The time Craig invested soaking up what matters to players, coaches, and management types, as well as their families helped him to bring a great attention to detail to his work as he switched over to the executive side.

Early in that transition, as the Moose became members of the American League, Zinger recalls going to league meetings and immediately recognizing the AHL was something special.

“There was nothing fly-by-night about the American Hockey League, and there were some things that were fly-by-night about the International Hockey League, and just the level of professionalism. (AHL President/CEO) Dave Andrews himself, the guys that were involved in the League, you could see why it was the second-best league in the world and would give you an opportunity to cut your teeth whether it was to stay at the American League level or to move on to another level.”

A LEARNING ENVIRONMENT

In the seasons since the Moose joined the American League, and since Zinger made the move up from the club’s Assistant GM, there have been many triumphs to celebrate (like 10 trips to the playoffs and two appearances in the Calder Cup Finals).

That said, there have been opportunities for growth too. Zinger is quick to point out plenty of lessons have been learned along the way.  It’s through some of the closest connections forged within his AHL network that much of this education has taken place.

People like current Anaheim Ducks’ head coach, and former Moose coach/exec, Randy Carlyle and widely-respected American League executive Glenn Stanford have been central to Zinger’s growth.

“He’d been (Stanford) around the League a lot longer than I had when I first joined.  There was a time when I thought I had all the answers, but the problem was I didn’t know half the questions.  Glenn was very open to telling me there was a reason I had two ears and only one mouth.  I learned a tremendous amount from Glenn.  To this day, as much as Randy Carlyle and I learned together, between Glenn and Randy I don’t know that there’s two people on the planet that I’ve learned more about the hockey business (from) than those two.”

In a neat twist of fate Stanford was also honoured at the Board of Governors meeting last week – a nod to an impactful 25 years of dedicated service to the AHL.

PROVEN PATH

One thing is still clear to Heisinger, with more than 15 years in the American League and gearing up for another season.  As much as the AHL appreciates his contributions, he feels very strongly about the league’s place in the game.

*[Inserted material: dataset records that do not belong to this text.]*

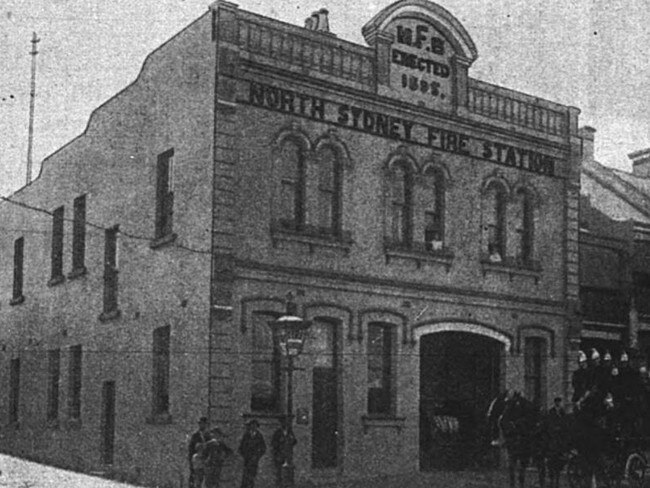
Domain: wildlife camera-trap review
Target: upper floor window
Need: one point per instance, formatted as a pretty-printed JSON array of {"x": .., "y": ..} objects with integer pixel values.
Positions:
[
  {"x": 57, "y": 245},
  {"x": 401, "y": 204},
  {"x": 494, "y": 222},
  {"x": 434, "y": 210},
  {"x": 292, "y": 185},
  {"x": 19, "y": 248},
  {"x": 329, "y": 191},
  {"x": 79, "y": 235},
  {"x": 380, "y": 369},
  {"x": 164, "y": 194},
  {"x": 266, "y": 363},
  {"x": 160, "y": 370},
  {"x": 110, "y": 271},
  {"x": 524, "y": 227}
]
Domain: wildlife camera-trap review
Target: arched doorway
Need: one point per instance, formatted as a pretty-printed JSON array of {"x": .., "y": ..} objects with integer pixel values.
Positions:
[{"x": 461, "y": 371}]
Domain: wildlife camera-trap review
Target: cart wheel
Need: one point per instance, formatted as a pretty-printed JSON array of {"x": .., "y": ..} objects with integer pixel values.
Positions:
[
  {"x": 578, "y": 473},
  {"x": 635, "y": 467}
]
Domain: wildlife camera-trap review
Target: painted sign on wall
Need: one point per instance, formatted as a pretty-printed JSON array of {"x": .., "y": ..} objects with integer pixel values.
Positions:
[{"x": 420, "y": 71}]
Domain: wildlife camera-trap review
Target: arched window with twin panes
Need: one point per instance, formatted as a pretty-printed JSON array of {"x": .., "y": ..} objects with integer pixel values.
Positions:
[
  {"x": 400, "y": 211},
  {"x": 330, "y": 182},
  {"x": 524, "y": 223},
  {"x": 495, "y": 197},
  {"x": 434, "y": 209},
  {"x": 291, "y": 169}
]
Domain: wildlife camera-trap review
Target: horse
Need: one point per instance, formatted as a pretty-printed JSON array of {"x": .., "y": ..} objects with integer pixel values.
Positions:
[{"x": 519, "y": 426}]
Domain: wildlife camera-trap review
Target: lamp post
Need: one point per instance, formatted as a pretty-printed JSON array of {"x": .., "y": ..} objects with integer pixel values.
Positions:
[{"x": 291, "y": 332}]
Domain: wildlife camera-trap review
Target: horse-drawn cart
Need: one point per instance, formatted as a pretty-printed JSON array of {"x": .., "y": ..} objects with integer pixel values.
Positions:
[{"x": 623, "y": 464}]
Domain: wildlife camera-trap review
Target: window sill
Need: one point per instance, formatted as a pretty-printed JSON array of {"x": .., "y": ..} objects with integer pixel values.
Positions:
[
  {"x": 419, "y": 254},
  {"x": 311, "y": 236},
  {"x": 160, "y": 419},
  {"x": 382, "y": 421},
  {"x": 73, "y": 423},
  {"x": 112, "y": 315},
  {"x": 162, "y": 241},
  {"x": 56, "y": 280},
  {"x": 76, "y": 273},
  {"x": 512, "y": 268}
]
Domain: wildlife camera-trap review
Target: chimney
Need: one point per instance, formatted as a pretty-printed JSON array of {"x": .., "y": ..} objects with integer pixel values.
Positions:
[
  {"x": 587, "y": 135},
  {"x": 318, "y": 21},
  {"x": 640, "y": 163}
]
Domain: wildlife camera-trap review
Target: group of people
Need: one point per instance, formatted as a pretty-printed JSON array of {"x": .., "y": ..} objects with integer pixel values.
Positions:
[
  {"x": 208, "y": 452},
  {"x": 604, "y": 388}
]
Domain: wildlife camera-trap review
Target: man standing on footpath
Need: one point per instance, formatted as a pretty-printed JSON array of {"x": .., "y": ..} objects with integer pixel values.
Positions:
[
  {"x": 200, "y": 437},
  {"x": 252, "y": 447},
  {"x": 282, "y": 446}
]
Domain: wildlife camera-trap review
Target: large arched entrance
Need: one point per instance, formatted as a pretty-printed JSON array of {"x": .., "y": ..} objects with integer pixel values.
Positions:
[{"x": 461, "y": 371}]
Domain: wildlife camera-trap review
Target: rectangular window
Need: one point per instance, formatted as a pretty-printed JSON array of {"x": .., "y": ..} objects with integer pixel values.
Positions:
[
  {"x": 266, "y": 363},
  {"x": 79, "y": 234},
  {"x": 110, "y": 270},
  {"x": 53, "y": 372},
  {"x": 380, "y": 369},
  {"x": 19, "y": 247},
  {"x": 160, "y": 368},
  {"x": 535, "y": 370},
  {"x": 164, "y": 194},
  {"x": 57, "y": 245},
  {"x": 74, "y": 383},
  {"x": 14, "y": 393}
]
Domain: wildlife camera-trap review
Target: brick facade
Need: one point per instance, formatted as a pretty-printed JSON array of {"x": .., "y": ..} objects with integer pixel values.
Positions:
[{"x": 233, "y": 94}]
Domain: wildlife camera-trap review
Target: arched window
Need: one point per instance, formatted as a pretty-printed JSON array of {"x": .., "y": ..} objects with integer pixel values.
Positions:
[
  {"x": 524, "y": 227},
  {"x": 401, "y": 204},
  {"x": 330, "y": 174},
  {"x": 434, "y": 211},
  {"x": 494, "y": 222},
  {"x": 266, "y": 365},
  {"x": 292, "y": 185}
]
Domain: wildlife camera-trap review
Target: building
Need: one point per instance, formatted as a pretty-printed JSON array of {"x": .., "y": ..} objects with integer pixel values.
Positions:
[
  {"x": 615, "y": 255},
  {"x": 425, "y": 222}
]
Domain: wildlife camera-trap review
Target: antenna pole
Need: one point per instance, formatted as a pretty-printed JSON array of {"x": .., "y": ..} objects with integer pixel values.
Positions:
[{"x": 32, "y": 96}]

“I think it’s pretty evident – not only from a player perspective, but from a coaches’ and managers’ perspective – that all roads go through the American Hockey League to the National Hockey League. I think it’s very rare that you get to the National Hockey League without setting foot in the American Hockey League, whether it’s a long period of time or a short period of time,” said Zinger during a recent phone interview from the road. “And, I think if you don’t set foot in the American Hockey League, you’re not as prepared for the National Hockey League as you should be either as a player, or as a coach, or as a manager.”